There is little doubt that Social Security will be a main topic tonight. As I noted earlier, Texas Gov. Rick Perry sounded less extreme on the subject in his USA Today op-ed, but he really didn’t take anything back.
Tim Miller, a spokesman for Jon Huntsman, tells me: “Govs. Perry and Romney are both on record in their books calling Social Security a Ponzi scheme and a fraud, not much that can be done to walk those quotes back.” Miller adds: “Though I guess that hasn’t stopped Gov. Romney before.” (In case you had any doubt that Huntsman’s animosity toward Romney is often not far beneath the surface.)
But the Mitt Romney camp claims that Perry, Huntsman and Perry-friendly pundits are barking up the wrong tree. A Romney adviser tells me that “the issue he takes with Gov. Perry’s stance is not the funding, it is the fact the Gov. Perry has advocated for Social Security to be abolished as a federal entitlement program.” Well, what have Romney and Perry actually said?
The Romney adviser is right that in the last debate Perry was attacked for suggesting Social Security wasn’t worth preserving. Romney said in response to Perry’s remarks:
You can’t say that to tens of millions of Americans who live on Social Security and those who have lived on it. The governor says look, states ought to be able to opt out of Social Security. Our nominee has to be someone who isn`t committed to abolishing Social Security, but who is committed to saving Social Security. We have always had, at the heart of our party, a recognition that we want to care for those in need, and our seniors have the need of Social Security. I will make sure that we keep the program and we make it financially secure. We save Social Security. And under no circumstances would I ever say by any measure it’s a failure. It is working for millions of Americans, and I’ll keep it working for millions of Americans. And we’ve got to do that as a party.
Romney is referring to a series of remarks by Perry. In Perry’s book Fed Up! and through a Perry spokesman’s e-mails to me, the idea of devolving Social Security back to the states has been suggested. Likewise, he’s argued in his book that Social Security is a “failure.” His book also argues that “at the expense of respect for the Constitution and limited government” we have operated under the current Social Security system. That almost, but doesn’t actually, assert that it is unconstitutional.
It’s fair to say at this stage that Huntsman, Romney and Perry all consider the current system to be unsustainable in its current form. Romney has strongly defended keeping the system at the federal level and reforming it. Perry has used incendiary rhetoric, which opponents claim make him an easy target in the general election, but he now seems to be waffling on whether it really is a “failure” and whether sending it to the states is such a good idea.
One interesting note: Huntsman’s spokesman says of his candidate, “He has already expressed support for the Ryan plan and offered support for a variety of reforms to Social Security, including means testing, gradually increasing the retirement age, and giving more options for younger workers.” That’s better than the others have done, but which of those plans does Huntsman prefer? Maybe we will find out tonight.
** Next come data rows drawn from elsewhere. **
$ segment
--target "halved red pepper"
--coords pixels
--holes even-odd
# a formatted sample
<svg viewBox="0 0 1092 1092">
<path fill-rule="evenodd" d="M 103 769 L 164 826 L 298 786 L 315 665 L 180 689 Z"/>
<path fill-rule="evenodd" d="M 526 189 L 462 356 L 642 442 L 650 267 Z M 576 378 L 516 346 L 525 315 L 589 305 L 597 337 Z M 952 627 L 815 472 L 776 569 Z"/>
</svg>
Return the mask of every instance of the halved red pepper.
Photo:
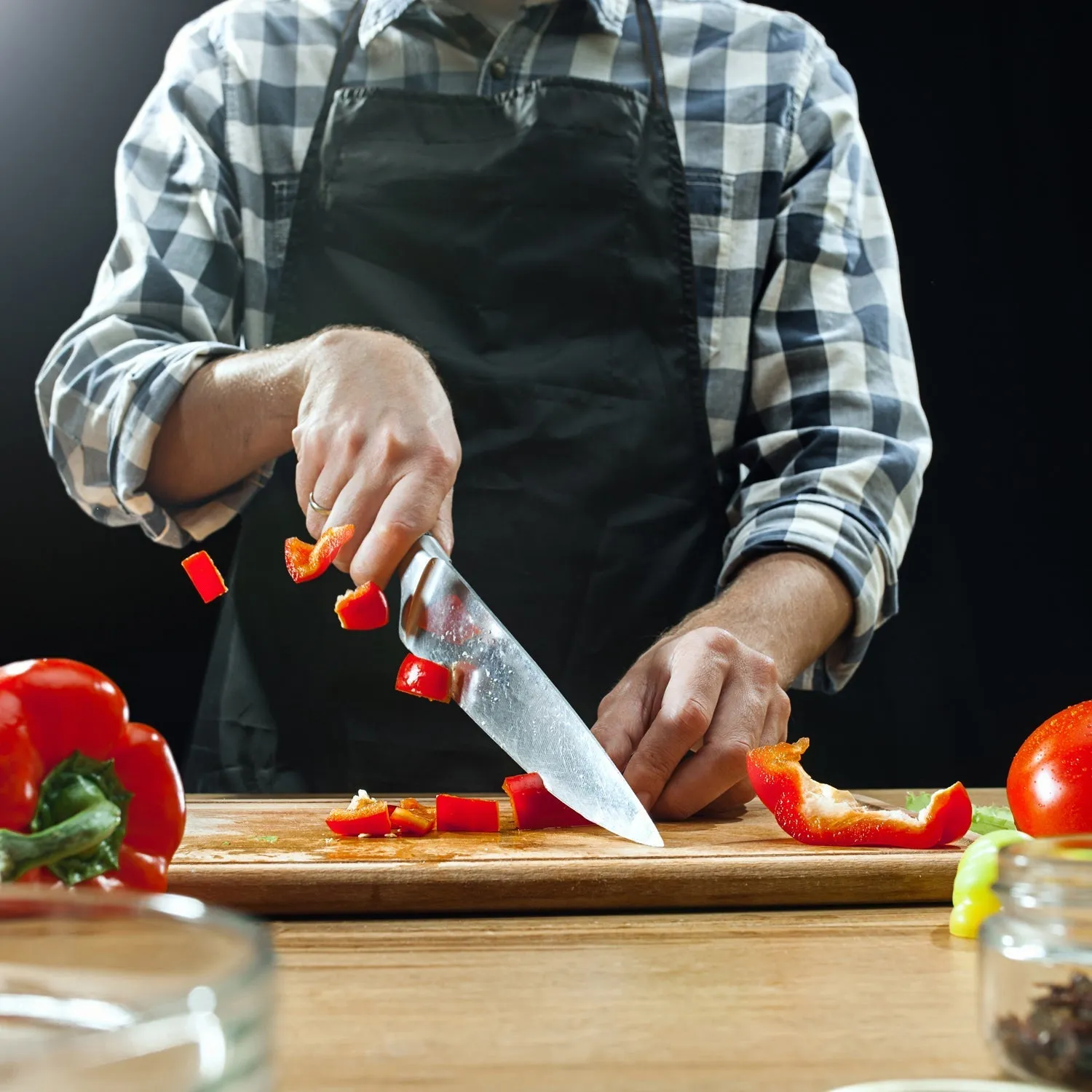
<svg viewBox="0 0 1092 1092">
<path fill-rule="evenodd" d="M 391 832 L 391 811 L 385 800 L 364 799 L 354 808 L 334 808 L 327 816 L 327 826 L 345 838 L 382 838 Z"/>
<path fill-rule="evenodd" d="M 515 826 L 520 830 L 542 830 L 545 827 L 591 827 L 593 823 L 562 804 L 543 784 L 537 773 L 521 773 L 506 778 L 505 792 L 512 802 Z"/>
<path fill-rule="evenodd" d="M 495 833 L 500 830 L 500 805 L 441 793 L 436 798 L 436 829 Z"/>
<path fill-rule="evenodd" d="M 212 603 L 213 600 L 218 598 L 227 591 L 227 584 L 224 583 L 219 569 L 216 568 L 206 550 L 200 550 L 183 558 L 182 568 L 198 590 L 198 595 L 205 603 Z"/>
<path fill-rule="evenodd" d="M 971 827 L 971 797 L 959 782 L 934 793 L 916 815 L 902 808 L 876 808 L 808 776 L 800 765 L 807 749 L 808 740 L 797 739 L 756 747 L 747 756 L 756 795 L 797 842 L 929 850 L 958 841 Z"/>
<path fill-rule="evenodd" d="M 419 838 L 436 826 L 436 812 L 412 796 L 406 797 L 392 812 L 391 827 L 399 834 Z"/>
<path fill-rule="evenodd" d="M 0 667 L 0 881 L 165 891 L 185 827 L 166 740 L 102 672 Z"/>
<path fill-rule="evenodd" d="M 327 527 L 313 544 L 305 543 L 301 538 L 286 538 L 284 563 L 288 568 L 288 575 L 297 584 L 321 577 L 355 532 L 352 523 L 343 523 L 340 527 Z"/>
<path fill-rule="evenodd" d="M 411 653 L 399 667 L 394 689 L 429 701 L 451 701 L 451 670 Z"/>
<path fill-rule="evenodd" d="M 339 595 L 334 610 L 342 629 L 379 629 L 387 625 L 390 612 L 383 590 L 370 580 L 359 587 Z"/>
</svg>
In any event, it appears that Perry is trying to walk the fine line between damage control and defiance. He’s not a guy who wants to concede a point, and not to Mitt Romney of all people. But if he can pull back his remarks without casting doubt on his true convictions, maybe he also can avoid the other minefields in his book (repealing the 16th and 17th amendments, letting states legalize pot, allowing states to decide gay marriage). If he can pull some about-faces, he could put to bed some of the doubts about his electability. He had better hope that in doing so the Tea Party doesn’t perceive him as just another squish.